2) Standards are global; adoption is local. Frameworks like the OECD AI Principles and the Bletchley track set direction, but impact depends on regulatory capacity, procurement rules, and testing infrastructure on the ground. The UCT hub’s capacity‑building mandate is therefore decisive.
3) Security isn’t just ‘cyber’. AI intersects with peacekeeping, surveillance, and humanitarian response—from mapping conflict risks to deepfake‑driven escalation. Safety for Africa must span defence, justice, civic tech, and media ecosystems.
4) The compute question. AI safety research and evaluation require access to models and compute. By anchoring in a research university tied into networks like AI4D (IDRC) and CAIR, the hub can broker access, benchmarking, and red‑teaming without outsourcing Africa’s voice.
5) Economics of trust. Markets reward vendors who can show compliance‑by‑design. Expect demand for auditable datasets, bias and safety evaluations, and model cards that actually reflect African use cases.
University leadership: Prof Mosa Moshabela underscored UCT’s responsibility to ensure AI tools are developed responsibly and inclusively.
International partners: Emily Middleton (UK DSIT) highlighted Africa’s under‑representation despite high exposure to AI risks; Maggie Gómez Vélez (IDRC) placed the hub within a network of 13 AI4D labs.
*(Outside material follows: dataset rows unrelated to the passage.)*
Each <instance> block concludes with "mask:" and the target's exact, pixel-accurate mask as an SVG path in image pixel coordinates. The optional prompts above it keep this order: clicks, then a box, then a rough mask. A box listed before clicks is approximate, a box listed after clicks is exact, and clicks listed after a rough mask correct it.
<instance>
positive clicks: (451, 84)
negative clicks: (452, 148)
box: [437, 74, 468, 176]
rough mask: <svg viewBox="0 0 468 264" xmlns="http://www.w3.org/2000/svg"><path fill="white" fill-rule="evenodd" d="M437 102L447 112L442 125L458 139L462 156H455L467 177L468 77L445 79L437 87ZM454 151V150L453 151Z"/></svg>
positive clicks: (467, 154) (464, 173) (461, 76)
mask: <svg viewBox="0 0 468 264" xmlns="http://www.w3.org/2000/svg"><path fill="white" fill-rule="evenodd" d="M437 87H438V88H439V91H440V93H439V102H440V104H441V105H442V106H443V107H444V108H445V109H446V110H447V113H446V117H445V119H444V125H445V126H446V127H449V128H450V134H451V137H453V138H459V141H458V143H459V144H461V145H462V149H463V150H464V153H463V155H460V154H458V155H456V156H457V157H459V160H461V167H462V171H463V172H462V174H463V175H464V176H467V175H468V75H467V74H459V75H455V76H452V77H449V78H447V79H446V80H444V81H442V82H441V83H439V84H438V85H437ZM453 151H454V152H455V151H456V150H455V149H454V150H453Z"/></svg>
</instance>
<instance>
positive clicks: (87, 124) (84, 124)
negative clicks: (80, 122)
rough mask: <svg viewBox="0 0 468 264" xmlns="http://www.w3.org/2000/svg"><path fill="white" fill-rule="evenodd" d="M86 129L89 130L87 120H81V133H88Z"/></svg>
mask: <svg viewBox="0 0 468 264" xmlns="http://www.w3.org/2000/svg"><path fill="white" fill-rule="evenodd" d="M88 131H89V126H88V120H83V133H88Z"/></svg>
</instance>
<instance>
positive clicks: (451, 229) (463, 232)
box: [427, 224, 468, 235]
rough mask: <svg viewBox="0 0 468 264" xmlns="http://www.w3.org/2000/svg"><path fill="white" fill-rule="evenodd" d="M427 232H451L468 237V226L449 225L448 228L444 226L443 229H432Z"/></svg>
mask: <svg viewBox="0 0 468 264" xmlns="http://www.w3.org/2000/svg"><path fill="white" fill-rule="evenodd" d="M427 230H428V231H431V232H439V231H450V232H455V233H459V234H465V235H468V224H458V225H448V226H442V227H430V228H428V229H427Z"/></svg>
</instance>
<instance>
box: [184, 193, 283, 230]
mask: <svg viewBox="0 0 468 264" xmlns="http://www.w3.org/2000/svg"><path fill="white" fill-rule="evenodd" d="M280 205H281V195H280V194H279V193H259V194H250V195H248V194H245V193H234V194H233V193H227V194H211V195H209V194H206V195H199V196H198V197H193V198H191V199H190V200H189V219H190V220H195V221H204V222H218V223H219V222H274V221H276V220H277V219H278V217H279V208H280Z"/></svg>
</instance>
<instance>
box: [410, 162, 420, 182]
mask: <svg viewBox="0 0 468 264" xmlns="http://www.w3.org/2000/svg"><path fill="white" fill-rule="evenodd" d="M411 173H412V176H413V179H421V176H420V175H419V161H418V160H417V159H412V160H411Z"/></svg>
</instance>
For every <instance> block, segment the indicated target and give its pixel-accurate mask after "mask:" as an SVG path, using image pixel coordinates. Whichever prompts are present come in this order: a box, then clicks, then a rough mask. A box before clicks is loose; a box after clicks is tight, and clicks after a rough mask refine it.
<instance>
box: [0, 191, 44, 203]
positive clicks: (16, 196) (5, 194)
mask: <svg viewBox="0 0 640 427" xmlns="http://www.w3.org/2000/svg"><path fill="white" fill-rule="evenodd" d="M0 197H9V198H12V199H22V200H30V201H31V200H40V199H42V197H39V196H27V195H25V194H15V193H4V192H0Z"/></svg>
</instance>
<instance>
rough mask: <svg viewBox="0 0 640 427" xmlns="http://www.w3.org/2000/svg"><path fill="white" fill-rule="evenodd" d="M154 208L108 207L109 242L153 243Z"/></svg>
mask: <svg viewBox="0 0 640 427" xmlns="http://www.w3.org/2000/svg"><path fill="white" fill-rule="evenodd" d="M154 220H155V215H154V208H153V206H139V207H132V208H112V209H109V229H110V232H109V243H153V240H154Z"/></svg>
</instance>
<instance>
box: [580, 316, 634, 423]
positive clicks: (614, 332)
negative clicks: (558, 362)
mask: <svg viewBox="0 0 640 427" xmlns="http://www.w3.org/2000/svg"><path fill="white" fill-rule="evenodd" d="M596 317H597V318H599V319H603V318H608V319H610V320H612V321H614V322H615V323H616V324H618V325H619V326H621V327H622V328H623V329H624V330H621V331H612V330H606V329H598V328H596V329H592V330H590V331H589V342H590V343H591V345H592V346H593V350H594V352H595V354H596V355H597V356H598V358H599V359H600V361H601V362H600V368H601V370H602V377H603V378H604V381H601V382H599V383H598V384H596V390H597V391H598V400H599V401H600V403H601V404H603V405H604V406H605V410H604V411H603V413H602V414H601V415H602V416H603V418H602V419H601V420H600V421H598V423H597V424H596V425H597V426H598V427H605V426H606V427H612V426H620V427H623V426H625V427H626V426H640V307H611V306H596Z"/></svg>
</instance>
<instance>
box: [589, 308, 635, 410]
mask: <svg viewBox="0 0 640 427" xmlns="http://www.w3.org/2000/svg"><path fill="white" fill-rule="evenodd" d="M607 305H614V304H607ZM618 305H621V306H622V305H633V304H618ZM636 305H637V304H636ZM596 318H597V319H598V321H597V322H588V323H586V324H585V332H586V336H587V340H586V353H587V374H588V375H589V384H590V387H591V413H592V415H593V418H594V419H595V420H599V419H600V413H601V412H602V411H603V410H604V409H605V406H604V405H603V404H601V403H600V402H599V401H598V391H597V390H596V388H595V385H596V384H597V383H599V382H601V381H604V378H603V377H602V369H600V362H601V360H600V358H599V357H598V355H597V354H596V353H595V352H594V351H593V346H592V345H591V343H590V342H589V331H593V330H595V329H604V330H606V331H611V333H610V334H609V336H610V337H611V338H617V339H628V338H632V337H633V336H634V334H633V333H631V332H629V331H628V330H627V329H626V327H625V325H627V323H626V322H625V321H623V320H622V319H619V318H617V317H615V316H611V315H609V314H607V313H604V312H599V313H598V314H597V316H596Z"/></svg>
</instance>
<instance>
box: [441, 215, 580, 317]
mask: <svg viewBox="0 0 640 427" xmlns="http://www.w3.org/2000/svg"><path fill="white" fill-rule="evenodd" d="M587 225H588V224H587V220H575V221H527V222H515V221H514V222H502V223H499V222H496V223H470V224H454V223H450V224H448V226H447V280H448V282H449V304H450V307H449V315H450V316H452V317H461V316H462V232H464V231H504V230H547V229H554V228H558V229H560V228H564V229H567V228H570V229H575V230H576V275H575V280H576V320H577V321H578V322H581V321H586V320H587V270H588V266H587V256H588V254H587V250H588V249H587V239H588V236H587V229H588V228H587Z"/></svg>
African research voices: Dr Chinasa Okolo called for multilingual evaluation and public participation, challenging Western‑centric safety frames.
UCT AI Initiative: Assoc Prof Jonathan Shock emphasised that African diversity is an asset—systems that work here are likely to be more resilient globally.


UCT’s hub marks a pragmatic turn in global AI governance: African‑led standards, datasets, and evaluations that speak to real‑world risks in elections, security, and public services. If the work stays resourced and connected to industry/regulators, this initiative can shift the centre of gravity from rhetoric to testable, exportable practice, with Africa setting the pace.